Step 4: Write out as a NIfTI image, confirming header information
A 3 or 4d array can be written out as a NIfTI image without specifying the header information (e.g. with
writeNIfTI(nifti(outvox), fname), which uses the
oro.nifti defaults). Such a "minimal header" image can be read in and out of R just fine, but will almost certainly not be displayed properly when used as an overlay image in standard programs (e.g., on a template anatomy in
MRIcroN) - it will probably be out of alignment. The values in the NIfTI header fields are interpreted by programs like MRIcroN and the
Workbench to ensure correct registration.
Some of the
NIfTI header fields are still mysterious to me, so I usually work out the correct values for a particular dataset iteratively: writing a NIfTI with my best guess for the correct values, then checking the registration, then adjusting header fields if needed.
out.nii <- nifti(outvox, datatype=64, dim=dim(outvox), srow_x=c(3,0,0,in.4dfp$center[1]),
srow_y=c(0,3,0,in.4dfp$center[2]), srow_z=c(0,0,3,in.4dfp$center[3]))
out.nii@sform_code <- 1
out.nii@xyzt_units <- 2; # for voxels in mm
pixdim(out.nii)[1:8] <- c(1, 3,3,3, dim(outvox)[4], 1,1,1);
# 1st slot is qfactor, then mm, then size of 4th dimension.

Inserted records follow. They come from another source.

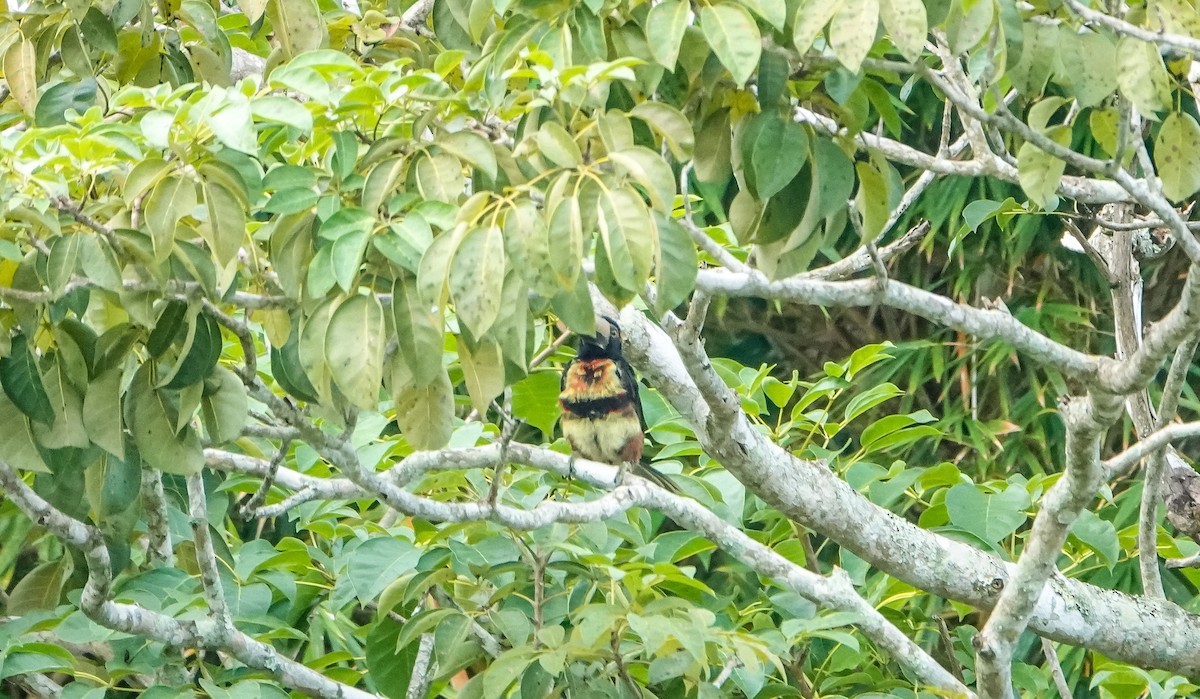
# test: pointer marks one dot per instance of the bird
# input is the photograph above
(1183, 501)
(603, 416)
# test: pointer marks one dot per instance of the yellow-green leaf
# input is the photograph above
(648, 169)
(811, 16)
(1177, 155)
(171, 201)
(483, 370)
(21, 73)
(906, 24)
(477, 276)
(354, 344)
(629, 237)
(735, 39)
(425, 413)
(226, 227)
(665, 27)
(298, 25)
(1141, 76)
(671, 125)
(1039, 172)
(557, 145)
(852, 31)
(102, 414)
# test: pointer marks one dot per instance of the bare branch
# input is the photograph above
(96, 603)
(1162, 39)
(1086, 420)
(807, 491)
(154, 505)
(981, 323)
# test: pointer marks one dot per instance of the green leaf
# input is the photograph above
(527, 243)
(198, 353)
(419, 332)
(312, 348)
(439, 177)
(483, 371)
(811, 16)
(676, 264)
(1039, 172)
(1097, 535)
(40, 589)
(1177, 155)
(23, 383)
(504, 670)
(291, 201)
(990, 517)
(17, 440)
(21, 72)
(670, 124)
(171, 201)
(233, 123)
(298, 25)
(288, 372)
(1090, 66)
(665, 27)
(153, 416)
(102, 412)
(431, 276)
(390, 668)
(424, 413)
(557, 145)
(535, 400)
(64, 261)
(113, 484)
(477, 278)
(735, 39)
(99, 263)
(629, 237)
(223, 406)
(907, 25)
(226, 226)
(565, 232)
(1141, 76)
(871, 199)
(651, 172)
(780, 150)
(59, 99)
(773, 12)
(852, 31)
(354, 345)
(471, 148)
(377, 563)
(282, 109)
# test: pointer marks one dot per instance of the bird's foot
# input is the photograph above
(621, 473)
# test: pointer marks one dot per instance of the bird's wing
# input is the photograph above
(629, 382)
(567, 370)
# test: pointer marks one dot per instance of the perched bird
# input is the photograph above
(601, 411)
(1183, 501)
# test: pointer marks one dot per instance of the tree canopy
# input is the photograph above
(286, 287)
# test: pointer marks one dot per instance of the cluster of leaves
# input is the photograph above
(367, 211)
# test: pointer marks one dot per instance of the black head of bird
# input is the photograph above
(605, 344)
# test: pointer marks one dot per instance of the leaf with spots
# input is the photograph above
(1177, 155)
(477, 276)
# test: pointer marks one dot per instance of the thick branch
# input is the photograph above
(1151, 632)
(981, 323)
(96, 603)
(1086, 420)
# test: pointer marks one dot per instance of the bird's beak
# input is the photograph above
(604, 329)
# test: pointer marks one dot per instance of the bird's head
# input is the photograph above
(605, 344)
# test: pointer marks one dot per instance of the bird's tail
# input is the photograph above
(655, 476)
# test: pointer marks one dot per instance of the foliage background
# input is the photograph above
(389, 214)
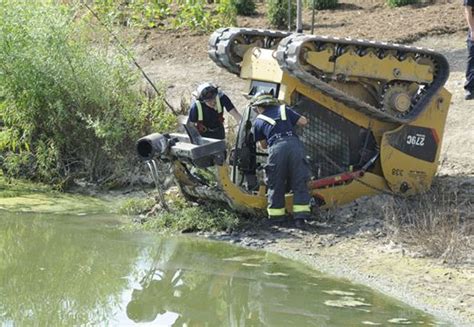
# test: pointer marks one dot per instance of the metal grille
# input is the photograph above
(332, 142)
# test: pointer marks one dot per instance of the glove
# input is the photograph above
(201, 128)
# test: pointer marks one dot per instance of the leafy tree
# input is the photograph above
(278, 13)
(245, 7)
(70, 107)
(322, 4)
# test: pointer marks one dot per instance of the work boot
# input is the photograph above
(277, 220)
(469, 95)
(300, 223)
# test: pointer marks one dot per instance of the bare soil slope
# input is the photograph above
(352, 243)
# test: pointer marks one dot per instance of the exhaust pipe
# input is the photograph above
(152, 145)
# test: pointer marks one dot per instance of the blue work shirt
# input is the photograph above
(210, 116)
(469, 3)
(266, 131)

writeNIfTI(out.nii, paste0(out.path, img.name))
These lines of code write out a 4d NIfTI with header values for my example image. The input image has 3x3x3 mm voxels, which is directly entered in the code, and the origin is read out of the input fields (you can also type the numbers in directly, such as
srow_x=c(3,0,0,72.3)). The image below shows how to confirm that the output NIfTI image is orientated properly: the value of the voxel under the crosshairs is the same (blue arrows) in the original 4dfp image in fidl, the NIfTI in R, and the NIfTI in MRIcroN. The red arrows point out that the voxel's i,j,k coordinates are the same in MRIcroN and R, and the left-right flipping matches (yellow arrow).
Here's another example of what a correctly-aligned file looks like: the NIfTI output image is displayed here as an overlay on a template anatomy in MRIcroN (overlay is red) and the Workbench (overlay is yellow). Note that the voxel value is correct (blue), and that the voxel's x,y,z coordinates (purple) match between the two programs. If you look closely, the voxel's i,j,k coordinates (blue) are 19,4,23 in MRIcroN (like they were in R), but 18,3,22 in the Workbench. This is ok:
Workbench starts counting from 0, R and MRIcroN from 1.
concluding remarks
It's straightforward to combine the R code snippets above into loops that convert an entire dataset. My strategy is usually to step through the first image carefully - like in this post - then convert the images for the rest of the runs and participants in a loop (i.e., everyone with the same scanning parameters). I'll then open several other images, confirming they are aligned properly.
This last image is a concrete example of what you don't want to see: the functional data (colored overlay) is offset from the anatomical template (greyscale). Don't panic if you see this: dive back into the headers.